UW School of Aquatic and Fishery Sciences

Rugged, High-Frequency Time-Lapse Cameras to Quantify Salmon Migrations

Professor Andrew Berdahl's lab uses computer vision to count salmon for management and to quantify salmon movement to learn more about their behavioral ecology. In principle a camera filming a small salmon stream should be able to provide a count of each salmon that entered and exits the stream along with the date and time. These data would give Professor Berdhal's lab not only highly accurate and cost effective counts but also information on how salmon may be using social information to make more accurate decisions about when and where to migrate. Professor Berdhal has been experimenting with off-the-shelf (e.g., Brinno) time-lapse cameras, but these have several fundamental drawbacks, including too slow frame rate, too low memory capacity too short battery life, and an inability to film at night (when many of the fish migrate).
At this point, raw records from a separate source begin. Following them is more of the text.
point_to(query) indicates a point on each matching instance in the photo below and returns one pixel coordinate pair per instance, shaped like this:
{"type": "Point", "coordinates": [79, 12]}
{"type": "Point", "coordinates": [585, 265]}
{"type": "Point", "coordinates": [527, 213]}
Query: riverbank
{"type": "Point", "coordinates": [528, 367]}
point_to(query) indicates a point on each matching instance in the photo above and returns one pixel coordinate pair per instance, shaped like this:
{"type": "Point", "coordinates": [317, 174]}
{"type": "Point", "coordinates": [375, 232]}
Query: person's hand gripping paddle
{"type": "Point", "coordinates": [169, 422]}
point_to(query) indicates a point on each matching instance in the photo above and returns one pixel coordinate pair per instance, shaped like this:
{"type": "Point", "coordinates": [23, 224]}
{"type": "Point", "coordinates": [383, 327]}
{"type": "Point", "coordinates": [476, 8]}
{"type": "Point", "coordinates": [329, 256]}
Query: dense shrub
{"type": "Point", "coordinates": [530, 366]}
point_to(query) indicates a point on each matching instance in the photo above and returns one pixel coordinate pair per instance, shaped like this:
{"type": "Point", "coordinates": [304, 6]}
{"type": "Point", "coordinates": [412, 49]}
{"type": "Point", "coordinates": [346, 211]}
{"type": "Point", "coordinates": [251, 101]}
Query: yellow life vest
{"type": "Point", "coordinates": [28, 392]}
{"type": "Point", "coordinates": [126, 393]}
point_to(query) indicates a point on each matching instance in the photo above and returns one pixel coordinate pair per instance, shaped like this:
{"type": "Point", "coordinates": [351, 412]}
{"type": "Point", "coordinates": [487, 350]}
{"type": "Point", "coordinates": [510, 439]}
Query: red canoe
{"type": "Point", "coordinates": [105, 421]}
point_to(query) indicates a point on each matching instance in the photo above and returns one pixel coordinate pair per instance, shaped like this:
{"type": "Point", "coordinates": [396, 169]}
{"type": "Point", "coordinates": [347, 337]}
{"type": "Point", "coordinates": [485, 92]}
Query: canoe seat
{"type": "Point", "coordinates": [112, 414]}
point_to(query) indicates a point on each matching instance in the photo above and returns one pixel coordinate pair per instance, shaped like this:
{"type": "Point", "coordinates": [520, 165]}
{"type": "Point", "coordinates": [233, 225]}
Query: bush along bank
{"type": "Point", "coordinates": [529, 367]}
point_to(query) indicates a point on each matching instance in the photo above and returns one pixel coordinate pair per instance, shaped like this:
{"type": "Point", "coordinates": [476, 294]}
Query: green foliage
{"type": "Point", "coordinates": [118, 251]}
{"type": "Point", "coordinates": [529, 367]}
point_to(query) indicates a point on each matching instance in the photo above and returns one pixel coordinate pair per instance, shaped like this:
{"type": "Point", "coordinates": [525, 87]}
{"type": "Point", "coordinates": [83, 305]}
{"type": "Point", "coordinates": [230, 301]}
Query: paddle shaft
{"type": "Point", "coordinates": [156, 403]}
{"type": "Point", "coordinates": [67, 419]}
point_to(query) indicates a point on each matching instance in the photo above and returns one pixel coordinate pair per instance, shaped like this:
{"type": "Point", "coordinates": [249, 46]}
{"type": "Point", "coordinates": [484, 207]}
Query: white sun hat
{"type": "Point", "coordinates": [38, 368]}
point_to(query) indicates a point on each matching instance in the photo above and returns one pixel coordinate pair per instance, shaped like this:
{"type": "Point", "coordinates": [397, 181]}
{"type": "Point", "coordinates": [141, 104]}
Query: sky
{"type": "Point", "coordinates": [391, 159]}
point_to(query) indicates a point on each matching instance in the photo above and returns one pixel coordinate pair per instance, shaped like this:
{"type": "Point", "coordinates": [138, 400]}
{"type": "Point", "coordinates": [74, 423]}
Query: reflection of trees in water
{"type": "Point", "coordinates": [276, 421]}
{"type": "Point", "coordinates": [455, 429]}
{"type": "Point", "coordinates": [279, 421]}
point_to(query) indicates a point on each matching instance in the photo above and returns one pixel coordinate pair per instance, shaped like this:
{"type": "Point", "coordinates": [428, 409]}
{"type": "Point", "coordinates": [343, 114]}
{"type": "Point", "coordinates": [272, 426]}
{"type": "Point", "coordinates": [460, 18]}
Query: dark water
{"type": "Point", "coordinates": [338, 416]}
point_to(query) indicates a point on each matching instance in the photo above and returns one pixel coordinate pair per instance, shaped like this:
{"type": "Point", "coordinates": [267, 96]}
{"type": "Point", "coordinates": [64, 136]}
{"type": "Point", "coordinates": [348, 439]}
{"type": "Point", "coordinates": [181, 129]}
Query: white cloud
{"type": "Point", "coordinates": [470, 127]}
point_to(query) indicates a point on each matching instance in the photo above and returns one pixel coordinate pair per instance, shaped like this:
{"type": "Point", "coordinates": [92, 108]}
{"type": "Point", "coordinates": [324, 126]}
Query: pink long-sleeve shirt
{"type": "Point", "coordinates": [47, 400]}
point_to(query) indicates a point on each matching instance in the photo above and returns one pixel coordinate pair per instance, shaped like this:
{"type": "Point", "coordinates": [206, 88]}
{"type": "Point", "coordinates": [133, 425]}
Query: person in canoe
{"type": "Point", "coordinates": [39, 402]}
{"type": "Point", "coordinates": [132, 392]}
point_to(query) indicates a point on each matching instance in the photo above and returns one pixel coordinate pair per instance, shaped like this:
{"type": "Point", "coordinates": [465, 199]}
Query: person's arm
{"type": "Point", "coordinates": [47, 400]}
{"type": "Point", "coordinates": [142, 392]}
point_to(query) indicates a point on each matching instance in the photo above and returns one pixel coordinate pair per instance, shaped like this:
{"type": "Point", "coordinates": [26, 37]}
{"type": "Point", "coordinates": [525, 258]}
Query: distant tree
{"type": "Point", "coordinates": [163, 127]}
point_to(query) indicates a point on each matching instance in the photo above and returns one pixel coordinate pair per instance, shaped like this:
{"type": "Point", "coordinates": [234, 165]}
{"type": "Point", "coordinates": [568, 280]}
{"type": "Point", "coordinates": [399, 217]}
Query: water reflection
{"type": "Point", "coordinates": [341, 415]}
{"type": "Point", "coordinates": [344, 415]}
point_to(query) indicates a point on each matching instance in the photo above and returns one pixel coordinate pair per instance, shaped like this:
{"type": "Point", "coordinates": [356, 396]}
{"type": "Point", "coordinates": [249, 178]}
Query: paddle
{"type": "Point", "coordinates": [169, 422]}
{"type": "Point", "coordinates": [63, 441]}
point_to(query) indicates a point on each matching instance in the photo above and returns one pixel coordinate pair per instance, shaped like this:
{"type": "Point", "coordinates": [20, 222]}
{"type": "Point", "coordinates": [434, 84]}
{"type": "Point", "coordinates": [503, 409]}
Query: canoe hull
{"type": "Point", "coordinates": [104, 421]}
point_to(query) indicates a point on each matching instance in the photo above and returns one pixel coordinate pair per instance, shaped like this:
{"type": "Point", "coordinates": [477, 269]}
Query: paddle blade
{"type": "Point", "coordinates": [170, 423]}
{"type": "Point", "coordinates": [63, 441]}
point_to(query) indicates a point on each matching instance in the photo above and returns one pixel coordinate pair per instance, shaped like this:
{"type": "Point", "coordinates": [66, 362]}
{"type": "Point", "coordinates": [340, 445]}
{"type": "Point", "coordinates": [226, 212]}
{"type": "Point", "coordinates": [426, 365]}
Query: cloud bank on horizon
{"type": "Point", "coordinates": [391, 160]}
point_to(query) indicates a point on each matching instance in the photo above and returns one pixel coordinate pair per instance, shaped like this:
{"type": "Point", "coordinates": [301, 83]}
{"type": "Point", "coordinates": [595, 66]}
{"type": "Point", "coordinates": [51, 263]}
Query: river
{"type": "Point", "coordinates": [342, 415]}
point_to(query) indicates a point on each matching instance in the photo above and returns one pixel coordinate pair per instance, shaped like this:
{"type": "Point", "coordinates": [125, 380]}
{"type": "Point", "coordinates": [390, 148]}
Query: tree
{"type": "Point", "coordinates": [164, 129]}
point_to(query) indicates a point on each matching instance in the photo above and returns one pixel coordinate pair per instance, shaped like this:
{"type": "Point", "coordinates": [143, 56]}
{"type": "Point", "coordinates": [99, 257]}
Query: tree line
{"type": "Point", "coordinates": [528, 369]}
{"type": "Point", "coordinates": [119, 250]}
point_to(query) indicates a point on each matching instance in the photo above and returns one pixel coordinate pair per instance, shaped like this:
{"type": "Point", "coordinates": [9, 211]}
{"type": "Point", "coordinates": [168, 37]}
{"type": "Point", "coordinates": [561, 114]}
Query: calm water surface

This student team will work to create a custom system that would address all of these issues, which would improve salmon management and contribute to the lab's understanding of how these fish make decisions. This student team will work to create a base design that is a rugged and weatherproof camera system, able to capture continuous imagery (~4 images per second) with a battery and hard drive able to last weeks-months. The student team will work to include a polarizing filter to cut surface reflection and a flash/continuous light source for nighttime images. Upgrades the student team will work to incorporate include an integrated app that: i) streams what the camera is 'seeing' to aid in set up; ii) allows the user to change camera parameters (eg frame rate); and possibly iii) wireless downloading or at least previewing data. Further expansions the student team will work to achieve include a ML system to automatically count fish passing from the captured images (the lab has made some progress on this already). The base deliverable this student team will work to achieve is a prototype of the system described above, but ideally ~10 units.